Paul, thanks for the comment and I agree with you: luck and timing are two external factors that have significant influence on the outcome, and strategists have little if any control over either. The only "counsel" I can provide is the idea of being as iterative as possible, and try to adapt / respond to the result (test => observe => refine). If you had $10 to bet on the same probability outcomes, rather than betting all $10 on one outcome, if you could play it by putting $1 on 5 outcomes and reserving the remaining $5 to double down on your highest probability winner, you're much better-positioned, statistically, to come out ahead.
And in a similar vein, you could use the Kelly criterion for how to optimally allocate your time/effort/capital.
For those who, like me, didn't know what the Kelly criterion was: In probability theory and intertemporal portfolio choice, the Kelly criterion is a formula used to determine the optimal size of a series of bets.

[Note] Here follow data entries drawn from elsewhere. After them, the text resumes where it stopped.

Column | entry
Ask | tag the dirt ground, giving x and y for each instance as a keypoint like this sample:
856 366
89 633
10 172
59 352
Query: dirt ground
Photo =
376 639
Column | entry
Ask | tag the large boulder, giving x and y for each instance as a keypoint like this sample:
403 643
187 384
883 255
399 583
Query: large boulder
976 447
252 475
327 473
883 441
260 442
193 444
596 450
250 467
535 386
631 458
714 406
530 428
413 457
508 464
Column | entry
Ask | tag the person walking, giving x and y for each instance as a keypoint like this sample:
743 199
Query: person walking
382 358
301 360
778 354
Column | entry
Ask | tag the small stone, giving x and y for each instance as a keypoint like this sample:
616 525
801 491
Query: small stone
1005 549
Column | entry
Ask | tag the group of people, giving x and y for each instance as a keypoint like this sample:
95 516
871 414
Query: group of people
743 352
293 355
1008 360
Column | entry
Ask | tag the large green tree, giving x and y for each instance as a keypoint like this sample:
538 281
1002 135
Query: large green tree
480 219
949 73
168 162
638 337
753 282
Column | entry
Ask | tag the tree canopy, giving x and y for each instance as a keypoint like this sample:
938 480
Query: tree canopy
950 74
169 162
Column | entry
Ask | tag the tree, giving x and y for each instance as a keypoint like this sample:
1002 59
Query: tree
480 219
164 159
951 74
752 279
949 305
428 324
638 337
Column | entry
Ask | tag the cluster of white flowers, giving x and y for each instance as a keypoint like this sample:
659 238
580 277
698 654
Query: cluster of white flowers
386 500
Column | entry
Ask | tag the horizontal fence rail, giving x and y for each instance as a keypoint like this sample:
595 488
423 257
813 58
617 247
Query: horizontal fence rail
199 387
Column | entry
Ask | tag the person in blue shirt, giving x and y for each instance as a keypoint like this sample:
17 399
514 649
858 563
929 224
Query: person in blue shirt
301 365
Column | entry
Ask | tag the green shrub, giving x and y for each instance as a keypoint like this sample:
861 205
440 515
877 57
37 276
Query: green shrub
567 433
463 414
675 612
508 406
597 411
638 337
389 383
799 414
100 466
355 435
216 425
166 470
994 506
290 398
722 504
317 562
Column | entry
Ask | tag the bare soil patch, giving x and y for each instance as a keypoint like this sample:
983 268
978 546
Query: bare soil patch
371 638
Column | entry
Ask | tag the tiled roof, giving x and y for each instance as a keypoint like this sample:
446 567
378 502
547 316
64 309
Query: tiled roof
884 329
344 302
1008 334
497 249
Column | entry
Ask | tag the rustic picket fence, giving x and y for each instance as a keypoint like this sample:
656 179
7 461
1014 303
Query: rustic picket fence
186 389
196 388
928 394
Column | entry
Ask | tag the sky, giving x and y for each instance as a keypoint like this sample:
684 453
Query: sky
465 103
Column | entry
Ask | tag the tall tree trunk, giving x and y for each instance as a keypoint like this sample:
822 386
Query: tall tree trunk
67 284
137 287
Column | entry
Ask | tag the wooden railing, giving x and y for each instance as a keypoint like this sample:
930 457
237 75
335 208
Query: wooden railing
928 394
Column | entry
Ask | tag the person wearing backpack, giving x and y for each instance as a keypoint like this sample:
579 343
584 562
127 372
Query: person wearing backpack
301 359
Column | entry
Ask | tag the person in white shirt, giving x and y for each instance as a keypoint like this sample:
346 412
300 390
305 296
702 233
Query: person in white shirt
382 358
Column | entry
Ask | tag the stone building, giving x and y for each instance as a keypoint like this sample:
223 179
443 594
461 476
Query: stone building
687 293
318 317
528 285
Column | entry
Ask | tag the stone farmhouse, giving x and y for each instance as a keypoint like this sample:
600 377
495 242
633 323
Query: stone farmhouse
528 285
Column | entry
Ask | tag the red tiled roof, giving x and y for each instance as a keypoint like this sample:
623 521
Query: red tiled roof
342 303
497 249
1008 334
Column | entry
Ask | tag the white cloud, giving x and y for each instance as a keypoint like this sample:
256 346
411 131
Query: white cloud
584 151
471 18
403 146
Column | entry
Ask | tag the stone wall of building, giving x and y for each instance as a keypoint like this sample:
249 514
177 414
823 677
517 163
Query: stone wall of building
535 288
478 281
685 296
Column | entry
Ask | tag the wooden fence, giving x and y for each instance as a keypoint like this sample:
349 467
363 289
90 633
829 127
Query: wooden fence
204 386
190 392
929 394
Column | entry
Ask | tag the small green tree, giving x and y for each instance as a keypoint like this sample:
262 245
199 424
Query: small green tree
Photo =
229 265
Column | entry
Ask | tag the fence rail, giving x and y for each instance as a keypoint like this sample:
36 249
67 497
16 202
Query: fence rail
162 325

https://en.wikipedia.org/wiki/Kelly_criterion

For a mathematical treatment of this situation/concept see the Multi Armed Bandit problem.
> okay I have a system and structure..why am I not as successful as Henry Ford or Russell Simmons or Bruce D. Henderson.

Because your system and structure is not good as theirs were. It is not luck, it is competence. Not survivorship bias, but you overestimating yourself.